As the Black Caps make a winning start to the T20 World Cup, Julia Hollingsworth remembers the time she lost big in a meeting with Dan Vettori.
A year ago, I met cricketing legend and part-time heartthrob Daniel Vettori.
It was the height of Cricket World Cup fever. The weather was unseasonably hot, and everyone was suddenly a hardcore cricket fan. It had never been cooler to express an interest in the game that was usually only followed by massive nerds and my dad.
The Black Caps were smashing sixes, but I was also on a bit of a winning streak. The World Cup gave me a great new excuse to bring up my proudest sporting achievement: being awarded best bowler of the season when I was 11 years old, when my dad may or may not have been my coach. I liked to drop the fact so people would know I hadn’t always been Julia, messily-dressed unathletic reporter who eschews exercise, but once had Real Potential.
Quickly I, a non-cricket lover who had once pretended to be asleep and/or deathly ill to avoid my team’s Saturday morning cricket matches, became sucked into the excitement sweeping the nation. I was so caught up that I asked for a day off to attend the excruciatingly close New Zealand vs South Africa semi-final at Eden Park, which I would later describe as “more intense than driving in Wellington” (I was a learner driver). It wasn’t the sort of phrasing you’d hear on the news or anything, but it was very accurate.
The next day, I was waiting for a verdict at the High Court in Auckland.
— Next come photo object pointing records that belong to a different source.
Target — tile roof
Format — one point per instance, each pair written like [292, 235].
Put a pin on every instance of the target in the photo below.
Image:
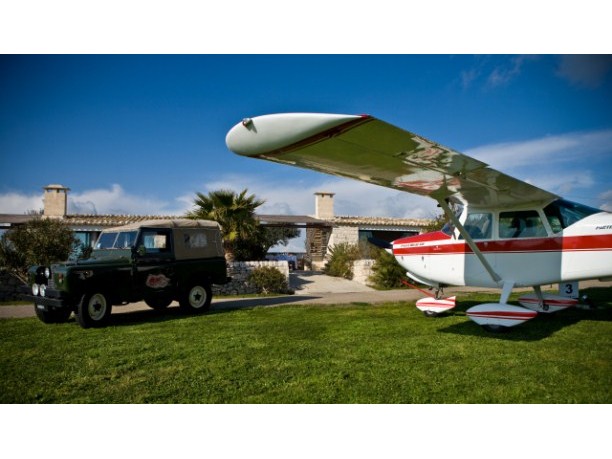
[106, 221]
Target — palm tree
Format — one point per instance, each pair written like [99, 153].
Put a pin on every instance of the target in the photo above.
[234, 212]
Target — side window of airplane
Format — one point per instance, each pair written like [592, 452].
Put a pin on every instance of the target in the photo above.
[520, 224]
[479, 225]
[562, 213]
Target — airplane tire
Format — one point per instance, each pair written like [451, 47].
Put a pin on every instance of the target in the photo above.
[495, 328]
[431, 314]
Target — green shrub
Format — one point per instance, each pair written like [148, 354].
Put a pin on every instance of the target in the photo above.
[387, 273]
[268, 280]
[341, 258]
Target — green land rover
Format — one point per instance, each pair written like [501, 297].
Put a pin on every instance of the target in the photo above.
[157, 261]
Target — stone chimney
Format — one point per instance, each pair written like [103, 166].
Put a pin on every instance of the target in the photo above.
[56, 201]
[324, 205]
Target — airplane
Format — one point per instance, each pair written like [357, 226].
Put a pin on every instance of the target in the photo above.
[502, 232]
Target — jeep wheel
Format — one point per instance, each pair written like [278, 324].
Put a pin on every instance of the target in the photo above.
[196, 299]
[93, 310]
[53, 316]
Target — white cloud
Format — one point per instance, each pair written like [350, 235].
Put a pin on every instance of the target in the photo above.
[558, 148]
[560, 164]
[351, 197]
[117, 201]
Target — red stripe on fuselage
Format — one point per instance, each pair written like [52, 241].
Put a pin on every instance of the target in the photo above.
[548, 244]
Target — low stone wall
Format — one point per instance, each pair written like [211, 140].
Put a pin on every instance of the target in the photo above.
[239, 272]
[9, 286]
[362, 270]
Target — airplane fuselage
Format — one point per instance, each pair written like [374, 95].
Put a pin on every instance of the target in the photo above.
[526, 246]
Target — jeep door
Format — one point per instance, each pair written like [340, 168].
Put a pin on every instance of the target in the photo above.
[154, 271]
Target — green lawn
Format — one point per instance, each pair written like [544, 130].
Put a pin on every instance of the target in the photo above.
[355, 353]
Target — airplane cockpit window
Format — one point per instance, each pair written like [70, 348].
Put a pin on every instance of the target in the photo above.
[521, 224]
[561, 213]
[478, 225]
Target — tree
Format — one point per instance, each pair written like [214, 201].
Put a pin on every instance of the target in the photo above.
[234, 212]
[37, 242]
[387, 273]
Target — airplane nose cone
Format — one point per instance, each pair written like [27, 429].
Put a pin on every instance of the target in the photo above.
[265, 134]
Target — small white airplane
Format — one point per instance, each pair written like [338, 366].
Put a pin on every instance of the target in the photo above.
[506, 233]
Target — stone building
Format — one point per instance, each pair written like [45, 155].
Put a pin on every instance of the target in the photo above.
[323, 230]
[352, 230]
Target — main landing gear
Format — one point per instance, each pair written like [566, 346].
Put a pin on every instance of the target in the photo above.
[497, 317]
[434, 305]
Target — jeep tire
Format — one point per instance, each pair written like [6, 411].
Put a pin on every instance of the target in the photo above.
[196, 298]
[93, 310]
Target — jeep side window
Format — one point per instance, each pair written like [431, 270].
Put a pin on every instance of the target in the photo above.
[126, 240]
[156, 241]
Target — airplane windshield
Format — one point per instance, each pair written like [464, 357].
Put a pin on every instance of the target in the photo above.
[562, 213]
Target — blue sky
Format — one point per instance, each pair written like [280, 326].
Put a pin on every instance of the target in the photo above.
[141, 134]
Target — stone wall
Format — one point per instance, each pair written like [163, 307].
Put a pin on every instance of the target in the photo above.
[9, 285]
[362, 270]
[344, 234]
[239, 272]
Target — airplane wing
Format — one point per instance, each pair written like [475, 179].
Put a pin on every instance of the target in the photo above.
[365, 148]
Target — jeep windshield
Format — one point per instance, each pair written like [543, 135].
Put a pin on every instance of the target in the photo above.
[116, 240]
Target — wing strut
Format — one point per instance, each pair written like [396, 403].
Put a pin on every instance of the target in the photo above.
[470, 242]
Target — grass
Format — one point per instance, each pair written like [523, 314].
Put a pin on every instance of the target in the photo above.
[357, 353]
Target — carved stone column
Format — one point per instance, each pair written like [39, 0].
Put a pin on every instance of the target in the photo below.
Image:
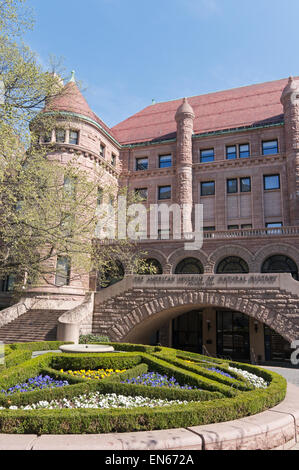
[184, 118]
[290, 101]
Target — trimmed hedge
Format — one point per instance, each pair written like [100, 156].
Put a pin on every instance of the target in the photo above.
[217, 401]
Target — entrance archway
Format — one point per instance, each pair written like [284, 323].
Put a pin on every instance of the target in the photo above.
[233, 336]
[187, 331]
[280, 264]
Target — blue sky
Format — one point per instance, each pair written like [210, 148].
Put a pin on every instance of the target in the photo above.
[128, 52]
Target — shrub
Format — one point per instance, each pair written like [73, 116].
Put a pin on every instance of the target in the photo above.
[217, 400]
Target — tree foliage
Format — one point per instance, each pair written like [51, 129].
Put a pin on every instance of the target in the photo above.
[47, 210]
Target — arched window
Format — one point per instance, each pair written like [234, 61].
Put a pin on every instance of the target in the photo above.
[232, 265]
[63, 271]
[153, 266]
[280, 264]
[189, 266]
[7, 284]
[115, 273]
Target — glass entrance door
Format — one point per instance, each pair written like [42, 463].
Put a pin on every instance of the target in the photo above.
[233, 335]
[276, 347]
[187, 332]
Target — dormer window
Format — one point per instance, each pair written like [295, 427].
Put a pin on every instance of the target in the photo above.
[102, 150]
[60, 136]
[270, 147]
[141, 164]
[74, 137]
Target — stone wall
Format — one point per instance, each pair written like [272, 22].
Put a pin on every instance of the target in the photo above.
[148, 302]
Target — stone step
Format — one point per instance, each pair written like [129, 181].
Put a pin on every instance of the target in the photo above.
[34, 325]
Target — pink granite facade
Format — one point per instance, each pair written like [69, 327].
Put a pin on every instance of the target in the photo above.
[234, 152]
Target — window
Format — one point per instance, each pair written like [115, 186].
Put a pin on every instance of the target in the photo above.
[100, 196]
[165, 161]
[231, 152]
[47, 138]
[207, 188]
[245, 185]
[163, 234]
[141, 164]
[113, 159]
[244, 151]
[270, 147]
[141, 193]
[232, 186]
[164, 192]
[74, 137]
[273, 224]
[102, 150]
[63, 270]
[7, 283]
[207, 156]
[271, 182]
[60, 135]
[69, 186]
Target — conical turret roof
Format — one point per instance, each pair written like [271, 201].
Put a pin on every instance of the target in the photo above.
[71, 100]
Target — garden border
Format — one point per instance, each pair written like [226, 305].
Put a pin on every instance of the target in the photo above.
[277, 428]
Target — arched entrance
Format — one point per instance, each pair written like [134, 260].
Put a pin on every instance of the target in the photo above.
[280, 264]
[189, 266]
[232, 265]
[233, 336]
[111, 275]
[187, 331]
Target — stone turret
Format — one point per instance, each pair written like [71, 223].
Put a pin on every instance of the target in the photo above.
[184, 118]
[290, 102]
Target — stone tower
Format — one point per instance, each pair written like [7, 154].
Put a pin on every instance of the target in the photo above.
[290, 102]
[184, 118]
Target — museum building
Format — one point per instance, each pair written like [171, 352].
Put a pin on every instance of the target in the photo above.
[236, 152]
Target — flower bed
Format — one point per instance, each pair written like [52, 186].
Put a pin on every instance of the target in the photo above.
[99, 401]
[93, 374]
[182, 389]
[153, 379]
[39, 382]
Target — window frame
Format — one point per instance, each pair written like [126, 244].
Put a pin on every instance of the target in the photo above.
[227, 186]
[137, 192]
[232, 153]
[137, 160]
[202, 157]
[163, 156]
[159, 193]
[240, 152]
[271, 176]
[202, 183]
[240, 184]
[77, 140]
[267, 142]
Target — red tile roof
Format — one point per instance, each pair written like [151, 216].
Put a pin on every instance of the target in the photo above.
[71, 100]
[239, 107]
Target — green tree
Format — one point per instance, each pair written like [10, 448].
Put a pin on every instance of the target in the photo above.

My reporter friend quizzed me on the previous night’s game, as if assessing whether I could now be allowed into the fold of True Cricket Fans. Who was at the crease when Grant Elliot scored those winning runs, he asked. “Vettori,” I responded. “Nathan Vettori”.
His name is not Nathan Vettori. Or, my second guess: Chris Vettori. His name, as it turns out, is Daniel Vettori. I felt my cricket credentials, carefully built up over at least a week of cricket-related chat, slipping away fast. I had been found out as the fake cricket enthusiast I was. I would need to tread more carefully during these conversations from now on.
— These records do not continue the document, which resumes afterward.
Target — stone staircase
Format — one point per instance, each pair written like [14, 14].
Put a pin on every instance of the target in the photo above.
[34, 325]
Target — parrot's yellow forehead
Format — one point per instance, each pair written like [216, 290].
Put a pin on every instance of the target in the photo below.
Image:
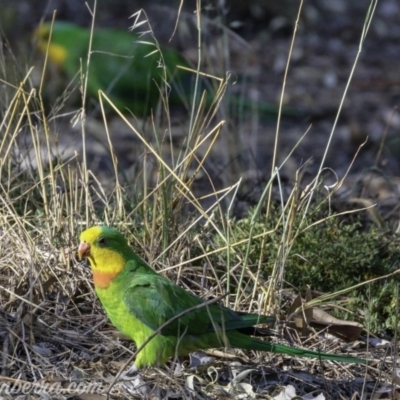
[103, 253]
[90, 235]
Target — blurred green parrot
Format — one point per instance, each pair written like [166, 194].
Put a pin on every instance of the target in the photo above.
[130, 72]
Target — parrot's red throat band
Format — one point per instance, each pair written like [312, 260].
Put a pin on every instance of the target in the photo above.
[84, 250]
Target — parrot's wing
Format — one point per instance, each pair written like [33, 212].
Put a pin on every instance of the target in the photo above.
[154, 300]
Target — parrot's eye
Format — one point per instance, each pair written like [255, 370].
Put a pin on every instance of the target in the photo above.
[102, 242]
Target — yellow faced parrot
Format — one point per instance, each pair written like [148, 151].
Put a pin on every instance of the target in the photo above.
[122, 68]
[138, 301]
[120, 65]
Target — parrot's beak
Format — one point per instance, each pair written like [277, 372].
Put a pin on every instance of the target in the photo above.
[83, 250]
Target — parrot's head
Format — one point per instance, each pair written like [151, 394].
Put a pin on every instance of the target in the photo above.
[54, 40]
[106, 249]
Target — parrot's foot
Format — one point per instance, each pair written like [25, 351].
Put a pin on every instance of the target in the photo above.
[132, 382]
[129, 374]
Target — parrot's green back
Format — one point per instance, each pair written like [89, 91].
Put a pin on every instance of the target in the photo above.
[138, 301]
[120, 65]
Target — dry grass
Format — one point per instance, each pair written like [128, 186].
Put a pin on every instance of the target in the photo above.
[53, 329]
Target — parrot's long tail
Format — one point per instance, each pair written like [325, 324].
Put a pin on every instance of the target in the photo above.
[260, 345]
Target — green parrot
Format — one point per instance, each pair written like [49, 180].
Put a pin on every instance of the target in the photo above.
[138, 301]
[128, 71]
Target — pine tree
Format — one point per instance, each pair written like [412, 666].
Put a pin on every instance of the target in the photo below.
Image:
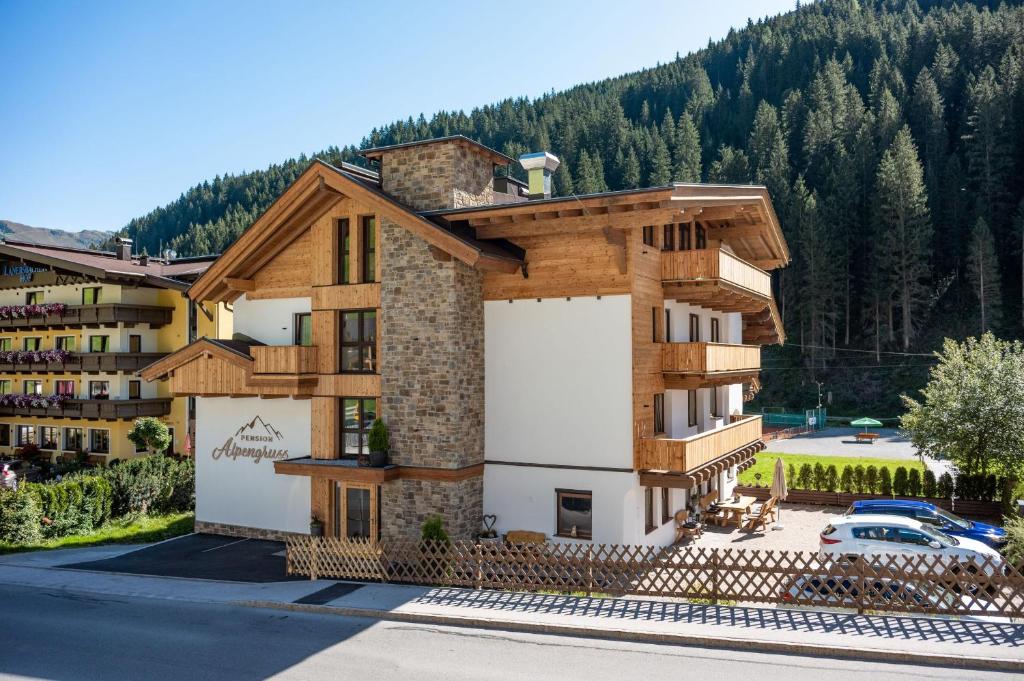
[904, 242]
[983, 275]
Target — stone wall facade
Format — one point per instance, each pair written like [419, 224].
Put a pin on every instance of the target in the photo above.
[444, 174]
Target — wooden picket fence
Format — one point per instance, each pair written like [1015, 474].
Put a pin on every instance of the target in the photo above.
[897, 583]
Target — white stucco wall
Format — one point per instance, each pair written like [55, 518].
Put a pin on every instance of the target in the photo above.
[242, 491]
[558, 381]
[270, 322]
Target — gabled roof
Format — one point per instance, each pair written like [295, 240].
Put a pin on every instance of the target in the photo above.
[105, 265]
[311, 195]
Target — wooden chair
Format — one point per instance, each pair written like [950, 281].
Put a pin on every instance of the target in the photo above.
[681, 528]
[761, 518]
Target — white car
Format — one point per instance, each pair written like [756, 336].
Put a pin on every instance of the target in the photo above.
[893, 535]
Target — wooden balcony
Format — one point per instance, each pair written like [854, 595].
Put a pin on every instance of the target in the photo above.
[86, 363]
[110, 410]
[683, 456]
[284, 366]
[692, 366]
[94, 315]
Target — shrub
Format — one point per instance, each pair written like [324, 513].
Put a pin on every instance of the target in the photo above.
[819, 476]
[944, 487]
[913, 482]
[899, 481]
[858, 478]
[433, 529]
[885, 480]
[928, 486]
[20, 517]
[846, 479]
[832, 478]
[871, 479]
Later that day, as the jury took a break, my reporter friends and I wandered off for lunch. As we were passing Auckland hotel The Pullman, we saw a familiar face. Just Daniel Vettori, the man who was at least 40 per cent responsible for New Zealand’s victory over South Africa the night before.
“Go up to him,” my friends encouraged, a part of them definitely hoping I would inadvertently call him “Nathan Vettori” to his face. I paused. Was I really worthy of talking to cricketing legend Daniel Vettori, who I had forgotten the name of only hours earlier? Had I really gone from interviewing people at legitimate press conferences to fan-girling over reasonably attractive sports players as they attempted to get on their team bus?
Yes. Yes I had.
Daniel Vettori was a lot better looking up close than I’d expected during my 20 years of vaguely following the Black Caps. His light brown hair had a slight wave, his glasses were really working for him, and he wouldn’t have looked out of place at Golden Dawn. But there was no time for a burgeoning crush – if anything was going to destroy our prospects of a romantic future, this horrible fangirl encounter would.
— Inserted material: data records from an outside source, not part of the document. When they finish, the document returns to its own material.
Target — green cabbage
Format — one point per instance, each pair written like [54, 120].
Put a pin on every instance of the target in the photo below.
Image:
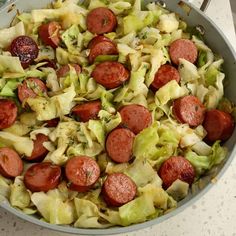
[110, 121]
[23, 145]
[97, 129]
[8, 90]
[88, 214]
[11, 64]
[204, 163]
[70, 37]
[137, 210]
[53, 208]
[19, 196]
[8, 34]
[170, 91]
[5, 189]
[56, 106]
[178, 190]
[142, 173]
[145, 143]
[168, 23]
[135, 87]
[188, 71]
[18, 129]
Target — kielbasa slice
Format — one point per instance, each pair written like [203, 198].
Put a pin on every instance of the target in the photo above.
[49, 33]
[101, 20]
[87, 111]
[165, 74]
[31, 88]
[8, 113]
[183, 48]
[64, 70]
[25, 48]
[102, 48]
[176, 167]
[42, 177]
[190, 110]
[110, 74]
[135, 117]
[219, 125]
[39, 151]
[119, 145]
[118, 189]
[49, 63]
[82, 172]
[52, 123]
[11, 164]
[98, 39]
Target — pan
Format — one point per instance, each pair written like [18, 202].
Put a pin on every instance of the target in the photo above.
[217, 41]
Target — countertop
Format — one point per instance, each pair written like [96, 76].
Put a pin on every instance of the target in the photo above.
[214, 214]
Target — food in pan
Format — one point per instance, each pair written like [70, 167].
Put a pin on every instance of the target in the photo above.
[109, 113]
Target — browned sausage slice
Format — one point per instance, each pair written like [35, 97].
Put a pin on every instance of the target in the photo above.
[119, 145]
[176, 167]
[102, 48]
[8, 113]
[190, 110]
[64, 70]
[135, 117]
[110, 74]
[42, 177]
[31, 88]
[82, 172]
[49, 33]
[165, 74]
[49, 63]
[219, 125]
[11, 164]
[25, 48]
[183, 48]
[87, 111]
[39, 151]
[101, 20]
[98, 39]
[52, 123]
[118, 189]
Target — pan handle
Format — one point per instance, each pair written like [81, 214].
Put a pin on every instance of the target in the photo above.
[204, 5]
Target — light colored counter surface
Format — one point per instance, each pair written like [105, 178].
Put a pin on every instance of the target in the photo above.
[214, 214]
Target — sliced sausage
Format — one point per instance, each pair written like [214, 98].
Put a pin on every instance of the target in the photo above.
[87, 111]
[101, 20]
[52, 123]
[98, 39]
[25, 48]
[176, 167]
[39, 151]
[219, 125]
[49, 33]
[119, 145]
[165, 74]
[8, 113]
[102, 48]
[31, 88]
[64, 70]
[49, 63]
[11, 164]
[135, 117]
[118, 189]
[190, 110]
[82, 172]
[183, 48]
[42, 177]
[110, 74]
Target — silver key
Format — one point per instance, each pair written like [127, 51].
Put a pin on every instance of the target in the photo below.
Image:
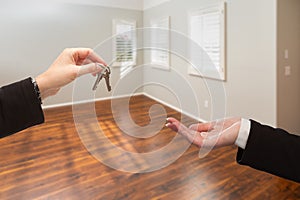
[105, 72]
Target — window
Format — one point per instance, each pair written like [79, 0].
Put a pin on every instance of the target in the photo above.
[124, 44]
[207, 30]
[160, 56]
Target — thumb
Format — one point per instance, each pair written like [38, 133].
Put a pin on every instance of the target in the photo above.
[91, 68]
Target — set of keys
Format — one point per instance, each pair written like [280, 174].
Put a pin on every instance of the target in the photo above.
[105, 72]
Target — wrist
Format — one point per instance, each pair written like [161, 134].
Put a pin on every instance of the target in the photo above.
[36, 90]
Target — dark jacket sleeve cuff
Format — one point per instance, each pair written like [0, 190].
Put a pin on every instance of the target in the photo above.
[20, 107]
[271, 150]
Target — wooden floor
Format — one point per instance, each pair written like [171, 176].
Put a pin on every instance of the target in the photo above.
[49, 161]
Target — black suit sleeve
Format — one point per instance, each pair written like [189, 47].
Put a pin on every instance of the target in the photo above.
[19, 107]
[272, 150]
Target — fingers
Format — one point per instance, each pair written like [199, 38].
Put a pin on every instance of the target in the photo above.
[86, 56]
[90, 68]
[175, 125]
[201, 127]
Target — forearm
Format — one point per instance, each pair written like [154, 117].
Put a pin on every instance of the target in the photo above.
[19, 107]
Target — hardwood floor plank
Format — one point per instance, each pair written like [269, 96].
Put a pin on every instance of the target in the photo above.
[49, 161]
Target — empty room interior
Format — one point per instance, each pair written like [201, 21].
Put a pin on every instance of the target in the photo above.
[229, 64]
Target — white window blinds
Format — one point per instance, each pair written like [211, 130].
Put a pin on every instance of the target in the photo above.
[207, 29]
[124, 45]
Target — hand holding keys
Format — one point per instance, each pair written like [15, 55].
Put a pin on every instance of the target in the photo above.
[103, 74]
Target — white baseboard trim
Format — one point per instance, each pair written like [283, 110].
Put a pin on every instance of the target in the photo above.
[124, 96]
[175, 108]
[90, 101]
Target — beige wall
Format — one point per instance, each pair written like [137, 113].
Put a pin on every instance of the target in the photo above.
[288, 91]
[250, 84]
[32, 36]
I can’t remember what I said to Daniel Vettori now, and frankly, I am relieved that our limited conversation is lost to the mists of time. I say “conversation”, but I can’t remember Daniel Vettori forming any actual words during our encounter. Somehow, he resignedly agreed to taking a picture, but in a way that you could tell he really just wanted to get on the bus and away from terrifying, sweaty, entitled fans like me.
Suddenly I had far too many belongings in my arms. The coat I was holding flopped about, threatening to fall on the ground as I struggled to get into photo-taking position. I was wearing wool on a sunny day and I felt my sweaty wee face burning up. Had I even showered that morning? I fiddled with my phone, accidentally opening the calculator app instead of the camera. Daniel Vettori, the most famous man I have ever shared a selfie with, said nothing, his agitation palpable.
A terrible thought entered my mind: Daniel Vettori didn’t think I was a cool chill babe who happened to want to take a selfie with him. We weren’t going to swap numbers after this and message each other witty cricket jokes. To this dreamy sporting star, I was of the same ilk as the school children and middle-aged women who came up to him in the supermarket and thanked him for what he’d done for the country. I was the type of person who’d bug Michael Galvin in Farro Fresh, the type of person who’d snap a pic of Lorde when she was eating ramen. I was the worst.
We only snapped one terrible photo but I was far too ashamed to ask for another. Daniel Vettori walked off in relief. We had shared a moment, but it was fair to say Daniel Vettori hated every second of it.